If you’ve ever had the pleasure of a Dormy full English or the chef’s signature apple-infused soufflé in the garden room, you’ll know that the eggs we use are something else. Muddy Boots caught up with the man responsible and talked chickens with Billy Howard, who runs Billy’s Eggs at his farm just outside Stow-on-the-Wold…

How did you get started? Or rather, what came first, the chickens or the eggs?
I first started keeping chickens six years ago because my wife was making cakes for the local coffee shop. Eggs were the most expensive ingredients so we bought 20 hens. Then my neighbour, who did roadside egg sales, offered me his hens and their houses. So I took on his 90 or so hens to see if selling eggs from the farm would work. It did, and I now have 3,500 hens going straight to the consumer via pubs, restaurants and pre-pack sales.

What makes Billy’s Eggs special?

They are practically day-fresh to the consumer – at the end of delivery day the egg store is empty. At three-to-four days an egg is at its best: that’s why I deliver twice a week to keep them fresh for the customer.

Tell us about your chickens
My chickens are all hybrid laying hens; I have Lohmann Browns, Bovan Browns, and some Hy-Lines. I’ve found Lohmann Browns are a stronger, hardier hybrid and suit the farm better.
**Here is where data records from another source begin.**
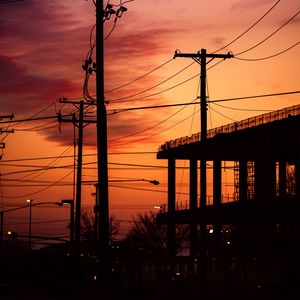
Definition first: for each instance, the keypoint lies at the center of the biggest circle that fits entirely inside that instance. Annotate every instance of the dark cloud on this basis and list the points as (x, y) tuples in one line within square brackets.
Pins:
[(250, 4), (44, 46), (25, 90)]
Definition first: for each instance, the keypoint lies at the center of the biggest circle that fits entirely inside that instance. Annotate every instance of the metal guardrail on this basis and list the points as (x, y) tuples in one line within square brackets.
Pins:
[(184, 205), (247, 123)]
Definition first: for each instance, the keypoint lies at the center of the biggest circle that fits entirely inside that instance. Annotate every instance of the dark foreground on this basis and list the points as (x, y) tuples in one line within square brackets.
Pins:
[(52, 276)]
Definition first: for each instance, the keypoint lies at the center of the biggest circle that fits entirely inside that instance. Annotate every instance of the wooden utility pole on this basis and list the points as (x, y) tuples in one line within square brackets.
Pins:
[(80, 123), (102, 186), (201, 58)]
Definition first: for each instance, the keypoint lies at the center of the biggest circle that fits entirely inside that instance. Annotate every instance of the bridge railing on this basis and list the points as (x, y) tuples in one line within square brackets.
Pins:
[(250, 122)]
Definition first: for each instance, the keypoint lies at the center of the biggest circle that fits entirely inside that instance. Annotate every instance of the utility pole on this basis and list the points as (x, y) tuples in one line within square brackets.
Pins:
[(102, 156), (80, 123), (201, 58), (2, 145)]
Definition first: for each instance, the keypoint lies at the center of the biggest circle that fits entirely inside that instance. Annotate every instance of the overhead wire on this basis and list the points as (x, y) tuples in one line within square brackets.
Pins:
[(151, 127), (117, 100), (222, 115), (270, 35), (43, 189), (249, 28), (270, 56), (140, 77)]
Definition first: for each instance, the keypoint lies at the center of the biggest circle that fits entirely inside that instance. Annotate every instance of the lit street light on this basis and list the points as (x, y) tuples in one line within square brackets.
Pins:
[(31, 204)]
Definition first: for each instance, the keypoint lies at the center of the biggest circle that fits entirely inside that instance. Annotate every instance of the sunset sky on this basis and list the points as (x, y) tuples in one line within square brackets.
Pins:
[(43, 45)]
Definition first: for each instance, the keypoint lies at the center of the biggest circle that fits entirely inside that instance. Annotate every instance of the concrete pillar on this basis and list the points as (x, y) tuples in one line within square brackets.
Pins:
[(282, 180), (217, 182), (243, 180), (193, 207), (171, 206)]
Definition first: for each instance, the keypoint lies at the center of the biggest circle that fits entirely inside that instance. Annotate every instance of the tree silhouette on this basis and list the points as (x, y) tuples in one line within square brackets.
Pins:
[(150, 238)]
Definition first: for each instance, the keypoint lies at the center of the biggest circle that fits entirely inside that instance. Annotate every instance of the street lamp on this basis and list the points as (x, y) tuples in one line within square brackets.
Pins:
[(71, 203)]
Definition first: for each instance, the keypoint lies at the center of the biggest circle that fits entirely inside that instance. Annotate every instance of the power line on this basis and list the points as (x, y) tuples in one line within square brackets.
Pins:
[(248, 29), (33, 119), (234, 40), (120, 110), (72, 156), (141, 77), (269, 36), (41, 190), (149, 128), (243, 109), (270, 56), (222, 115), (157, 133), (117, 100)]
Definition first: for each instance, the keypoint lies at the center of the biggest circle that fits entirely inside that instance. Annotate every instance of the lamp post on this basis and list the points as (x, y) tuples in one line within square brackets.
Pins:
[(97, 206), (72, 223), (31, 204)]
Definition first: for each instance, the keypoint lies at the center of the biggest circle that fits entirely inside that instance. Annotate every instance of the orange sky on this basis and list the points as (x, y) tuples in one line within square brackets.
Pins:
[(43, 45)]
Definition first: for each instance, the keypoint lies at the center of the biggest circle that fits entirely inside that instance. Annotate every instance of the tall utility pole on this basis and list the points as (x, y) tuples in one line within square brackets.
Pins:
[(2, 145), (102, 186), (80, 123), (200, 57)]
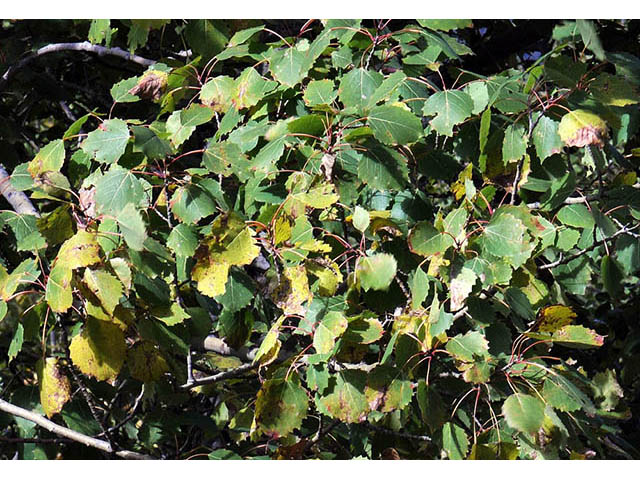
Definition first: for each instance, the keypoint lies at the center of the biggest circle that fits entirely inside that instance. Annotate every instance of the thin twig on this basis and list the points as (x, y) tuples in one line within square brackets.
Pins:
[(236, 372), (67, 432), (73, 46), (564, 260)]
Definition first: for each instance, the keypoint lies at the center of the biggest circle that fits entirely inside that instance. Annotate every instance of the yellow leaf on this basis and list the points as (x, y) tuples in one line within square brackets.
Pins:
[(293, 291), (55, 389), (59, 294), (81, 250), (99, 351), (230, 243), (554, 317)]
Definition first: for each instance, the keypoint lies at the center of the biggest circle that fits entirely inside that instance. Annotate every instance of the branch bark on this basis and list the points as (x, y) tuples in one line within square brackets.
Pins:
[(68, 433), (563, 260), (18, 200), (65, 47)]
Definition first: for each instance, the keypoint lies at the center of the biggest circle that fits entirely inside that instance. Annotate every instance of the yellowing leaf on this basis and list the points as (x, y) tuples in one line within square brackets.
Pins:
[(580, 128), (230, 243), (59, 294), (145, 362), (554, 317), (328, 273), (293, 291), (270, 346), (99, 351), (105, 286), (55, 389), (81, 250)]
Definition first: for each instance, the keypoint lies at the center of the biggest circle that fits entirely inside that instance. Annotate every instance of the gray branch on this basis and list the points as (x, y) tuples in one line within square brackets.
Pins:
[(18, 200), (66, 47), (67, 432)]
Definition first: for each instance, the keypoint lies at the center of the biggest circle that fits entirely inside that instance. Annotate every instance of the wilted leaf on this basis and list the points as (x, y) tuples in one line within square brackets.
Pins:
[(55, 389)]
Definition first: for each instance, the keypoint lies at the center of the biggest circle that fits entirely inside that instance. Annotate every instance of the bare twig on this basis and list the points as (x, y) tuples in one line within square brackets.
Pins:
[(65, 47), (67, 432), (563, 260), (18, 200), (236, 372)]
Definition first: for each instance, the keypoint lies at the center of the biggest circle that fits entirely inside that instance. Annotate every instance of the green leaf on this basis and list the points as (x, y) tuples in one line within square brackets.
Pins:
[(468, 347), (105, 286), (606, 390), (419, 286), (108, 142), (393, 124), (332, 326), (289, 66), (170, 316), (230, 243), (344, 398), (239, 291), (382, 168), (16, 342), (523, 412), (182, 123), (25, 229), (363, 329), (590, 38), (120, 91), (55, 388), (614, 90), (387, 390), (361, 219), (183, 240), (81, 250), (376, 272), (357, 88), (450, 107), (564, 71), (132, 226), (251, 88), (505, 237), (577, 336), (577, 215), (281, 406), (50, 158), (192, 202), (149, 142), (425, 240), (319, 92), (116, 189), (145, 362), (59, 294), (445, 24), (514, 145), (454, 441), (387, 88), (580, 128), (220, 157)]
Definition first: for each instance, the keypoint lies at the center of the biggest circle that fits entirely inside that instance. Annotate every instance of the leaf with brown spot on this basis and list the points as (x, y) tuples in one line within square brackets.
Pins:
[(55, 389)]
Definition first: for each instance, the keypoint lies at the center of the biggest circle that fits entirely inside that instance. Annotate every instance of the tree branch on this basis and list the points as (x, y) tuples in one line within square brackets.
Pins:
[(65, 47), (236, 372), (68, 433), (18, 200), (563, 260)]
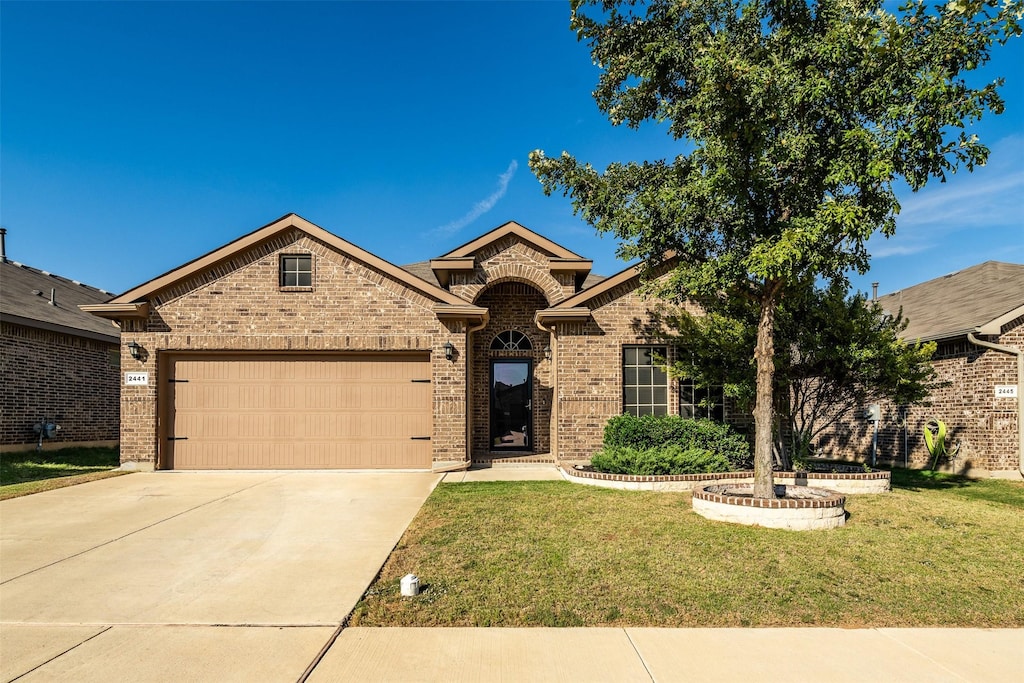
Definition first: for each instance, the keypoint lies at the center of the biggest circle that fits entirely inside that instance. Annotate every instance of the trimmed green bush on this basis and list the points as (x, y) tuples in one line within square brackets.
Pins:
[(649, 431), (666, 460)]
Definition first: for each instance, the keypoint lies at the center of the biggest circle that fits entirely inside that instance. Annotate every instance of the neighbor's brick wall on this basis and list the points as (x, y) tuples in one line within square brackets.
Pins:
[(70, 380), (590, 368), (512, 306), (985, 426), (239, 305)]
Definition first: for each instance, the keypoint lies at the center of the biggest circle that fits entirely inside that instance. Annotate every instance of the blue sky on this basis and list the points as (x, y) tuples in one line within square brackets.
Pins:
[(137, 136)]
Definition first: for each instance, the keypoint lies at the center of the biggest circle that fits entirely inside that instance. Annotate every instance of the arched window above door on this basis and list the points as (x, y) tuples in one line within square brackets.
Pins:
[(511, 340)]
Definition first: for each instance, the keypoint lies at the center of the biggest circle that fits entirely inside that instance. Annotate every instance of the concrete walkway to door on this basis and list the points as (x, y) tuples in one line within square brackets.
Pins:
[(182, 575)]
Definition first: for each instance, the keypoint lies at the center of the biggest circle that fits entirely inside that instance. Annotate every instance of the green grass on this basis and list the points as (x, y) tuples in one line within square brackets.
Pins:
[(30, 471), (936, 551)]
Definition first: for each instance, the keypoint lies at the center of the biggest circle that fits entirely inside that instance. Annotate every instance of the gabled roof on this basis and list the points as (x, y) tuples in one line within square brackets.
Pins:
[(540, 242), (286, 222), (978, 299), (26, 295)]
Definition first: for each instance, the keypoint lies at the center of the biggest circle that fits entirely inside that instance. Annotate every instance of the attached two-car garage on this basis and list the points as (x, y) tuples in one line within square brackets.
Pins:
[(321, 411)]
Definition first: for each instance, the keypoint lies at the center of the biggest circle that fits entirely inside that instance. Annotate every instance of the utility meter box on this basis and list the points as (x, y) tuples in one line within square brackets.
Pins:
[(410, 585)]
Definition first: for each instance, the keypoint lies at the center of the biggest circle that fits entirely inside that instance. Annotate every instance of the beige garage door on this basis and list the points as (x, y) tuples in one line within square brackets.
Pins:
[(299, 412)]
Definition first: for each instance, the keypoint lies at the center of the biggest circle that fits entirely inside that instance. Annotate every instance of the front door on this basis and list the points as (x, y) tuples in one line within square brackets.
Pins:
[(511, 404)]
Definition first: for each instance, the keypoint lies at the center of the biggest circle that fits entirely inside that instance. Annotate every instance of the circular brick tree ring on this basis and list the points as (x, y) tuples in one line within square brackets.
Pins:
[(796, 508)]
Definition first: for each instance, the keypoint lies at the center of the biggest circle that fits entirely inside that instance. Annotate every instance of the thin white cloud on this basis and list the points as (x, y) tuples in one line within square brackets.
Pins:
[(980, 202), (481, 207)]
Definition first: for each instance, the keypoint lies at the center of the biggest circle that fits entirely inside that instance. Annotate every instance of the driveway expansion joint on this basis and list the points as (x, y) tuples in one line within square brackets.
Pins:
[(137, 530)]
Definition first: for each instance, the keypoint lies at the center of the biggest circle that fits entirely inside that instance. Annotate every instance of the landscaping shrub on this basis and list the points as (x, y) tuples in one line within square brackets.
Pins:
[(670, 459), (649, 432)]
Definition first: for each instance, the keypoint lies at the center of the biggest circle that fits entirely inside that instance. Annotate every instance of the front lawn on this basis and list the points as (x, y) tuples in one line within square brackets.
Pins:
[(936, 551), (27, 472)]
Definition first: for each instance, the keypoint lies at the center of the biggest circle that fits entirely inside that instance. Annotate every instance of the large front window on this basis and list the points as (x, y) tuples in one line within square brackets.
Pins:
[(645, 383)]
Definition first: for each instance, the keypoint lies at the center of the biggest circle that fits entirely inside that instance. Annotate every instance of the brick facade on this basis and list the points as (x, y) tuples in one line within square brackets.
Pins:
[(240, 306), (49, 375), (983, 426)]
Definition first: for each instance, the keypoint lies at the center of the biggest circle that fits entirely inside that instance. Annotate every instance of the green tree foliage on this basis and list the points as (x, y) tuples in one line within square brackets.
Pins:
[(800, 116), (834, 353)]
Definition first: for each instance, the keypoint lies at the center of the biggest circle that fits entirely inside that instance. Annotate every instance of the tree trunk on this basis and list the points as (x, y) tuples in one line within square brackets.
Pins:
[(764, 355)]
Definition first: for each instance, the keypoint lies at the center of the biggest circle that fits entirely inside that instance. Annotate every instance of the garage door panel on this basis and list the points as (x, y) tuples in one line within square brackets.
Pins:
[(285, 413)]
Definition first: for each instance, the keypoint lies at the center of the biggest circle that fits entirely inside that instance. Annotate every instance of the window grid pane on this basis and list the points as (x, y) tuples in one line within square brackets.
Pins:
[(296, 270), (644, 384)]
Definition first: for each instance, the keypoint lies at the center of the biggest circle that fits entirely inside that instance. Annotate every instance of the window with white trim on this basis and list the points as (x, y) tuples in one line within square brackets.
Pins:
[(296, 270), (645, 383)]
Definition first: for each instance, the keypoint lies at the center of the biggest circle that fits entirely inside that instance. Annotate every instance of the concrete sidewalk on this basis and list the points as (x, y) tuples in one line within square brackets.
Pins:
[(675, 654)]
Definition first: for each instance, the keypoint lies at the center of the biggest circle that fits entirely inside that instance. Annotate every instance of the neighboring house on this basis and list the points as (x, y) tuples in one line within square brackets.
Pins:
[(291, 347), (965, 313), (57, 364)]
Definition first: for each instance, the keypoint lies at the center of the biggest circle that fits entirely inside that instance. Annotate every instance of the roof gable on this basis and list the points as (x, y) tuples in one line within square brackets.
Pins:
[(287, 222), (26, 299), (539, 242), (960, 302)]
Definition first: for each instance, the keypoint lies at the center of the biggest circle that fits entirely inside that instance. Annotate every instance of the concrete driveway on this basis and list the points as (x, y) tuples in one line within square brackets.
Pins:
[(179, 575)]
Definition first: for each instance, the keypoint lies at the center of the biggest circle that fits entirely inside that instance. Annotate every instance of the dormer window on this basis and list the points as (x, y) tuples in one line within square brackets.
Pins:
[(297, 270)]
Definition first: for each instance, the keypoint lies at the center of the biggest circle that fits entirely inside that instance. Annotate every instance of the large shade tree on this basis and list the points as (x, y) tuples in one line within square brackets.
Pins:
[(799, 118), (835, 353)]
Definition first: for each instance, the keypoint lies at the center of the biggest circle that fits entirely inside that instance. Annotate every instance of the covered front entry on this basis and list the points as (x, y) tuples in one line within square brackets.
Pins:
[(321, 411), (511, 403)]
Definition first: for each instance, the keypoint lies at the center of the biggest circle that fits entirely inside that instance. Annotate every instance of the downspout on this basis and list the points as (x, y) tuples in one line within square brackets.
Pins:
[(469, 393), (553, 420), (1013, 350)]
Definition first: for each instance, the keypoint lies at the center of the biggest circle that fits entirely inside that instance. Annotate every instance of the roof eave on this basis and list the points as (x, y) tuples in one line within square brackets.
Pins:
[(118, 311)]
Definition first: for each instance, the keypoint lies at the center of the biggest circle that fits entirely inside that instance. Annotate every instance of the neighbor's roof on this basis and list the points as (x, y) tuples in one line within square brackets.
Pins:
[(25, 299), (978, 299)]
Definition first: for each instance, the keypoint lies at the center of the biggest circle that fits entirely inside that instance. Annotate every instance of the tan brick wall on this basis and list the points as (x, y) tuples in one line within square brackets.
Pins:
[(510, 259), (70, 380), (985, 426), (589, 361), (239, 305)]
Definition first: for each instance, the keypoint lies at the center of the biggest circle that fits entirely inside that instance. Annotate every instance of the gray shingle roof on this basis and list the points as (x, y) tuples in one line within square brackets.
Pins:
[(423, 270), (25, 299), (960, 302)]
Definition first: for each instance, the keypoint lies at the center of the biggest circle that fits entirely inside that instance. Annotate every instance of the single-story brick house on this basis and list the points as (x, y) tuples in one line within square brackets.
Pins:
[(291, 347), (57, 364), (976, 317)]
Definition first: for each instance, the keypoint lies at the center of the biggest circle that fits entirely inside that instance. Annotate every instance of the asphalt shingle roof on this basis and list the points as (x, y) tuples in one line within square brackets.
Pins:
[(25, 298), (956, 303)]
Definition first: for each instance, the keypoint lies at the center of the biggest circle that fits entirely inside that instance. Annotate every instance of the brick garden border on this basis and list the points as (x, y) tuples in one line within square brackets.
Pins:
[(847, 479), (798, 508)]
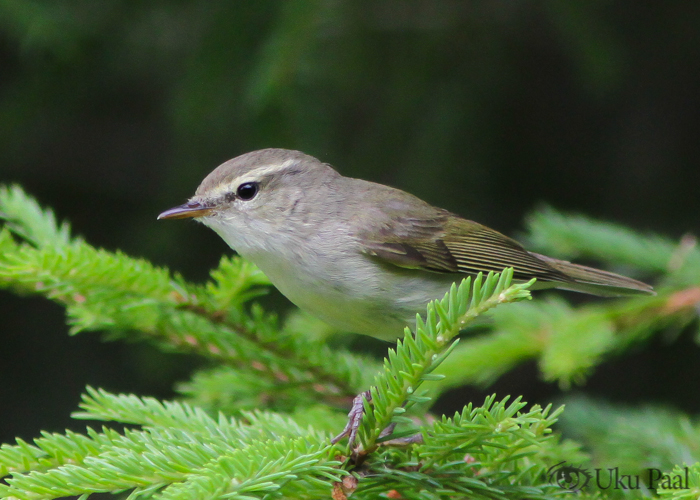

How long is the laying life of a chicken? And what happens to them afterwards?

I buy the chickens at 16-weeks old and they start laying at around 20 weeks; small eggs at first, then as the chicks start to mature the egg size increases through medium into large eggs. Once the chickens reach 30 weeks, I reduce their protein ration to control the egg size – forcing too many large eggs from the hens can cause problems for them in later life. Having sheds for sets of different ages is quite difficult to manage at times, but it enables me to provide a good quality egg all year round. When the birds reach around 80 weeks they have to be replaced because it’s not financially viable to keep them. I sell a good percentage of the birds to smallholders as they will continue to lay for a few more years, but the eggshell and albumen (egg white) quality is poorer at this age.  One of the other benefits of having a multi-age site is the double-yolked eggs that the birds lay as their bodies develop from around 21 to 31 weeks. Some customers have mentioned getting whole trays of double-yolkers at a time. [Dormy can testify to that!]

What are the benefits of raising your hens in woodland?

Keeping chickens in the woods makes loads of difference to the quality of the egg and the welfare of the bird. It is true what they say about happy chickens laying good eggs. The birds are jungle fowl and like tree cover to hide from predators in the air and on the ground. I have planted 200+ trees in the last 12 months around the existing sheds to make it even more exciting – it’s like a big playpen for them. Chickens are very stressful creatures. If you limit the stress, you maximize production: you keep them happy; they keep you happy.

Tell us about your average day…
I start work around 7.30am: collecting eggs, and checking all auto-feeders and drinkers are working correctly. The eggs are then brought down to the egg room where they are all graded, stamped and sorted into small medium and large – about 3,150 a day. This takes until around 2pm. Then there are pre-packs to box – around 500 a week. As I do all my own maintenance on the farm there are always things to do. I do the delivering too. At 9.30pm I have to shut the chickens in so Mr Fox doesn’t come calling for a chicken dinner. Once a year each shed is completely dismantled, cleaned out and disinfected to prevent any possible disease spreading into the new flock – I do that bit too.

Finally, what’s your favourite egg recipe?
You can’t beat a good six-egg omelette…


Ryan Swift’s Anytime Omelette

We asked the Dormy House chef what his favourite recipe for Billy’s produce was. Quick as a flash, he replied:
“Whisk up six eggs, season with salt and pepper, crumble in a handful of goat’s cheese (leaving some big chunks), slices of two or three roasted red peppers, and a punnet’s worth of chopped field mushrooms. Fry in a pan full of melted butter and serve it to four very grateful people (yourself included).”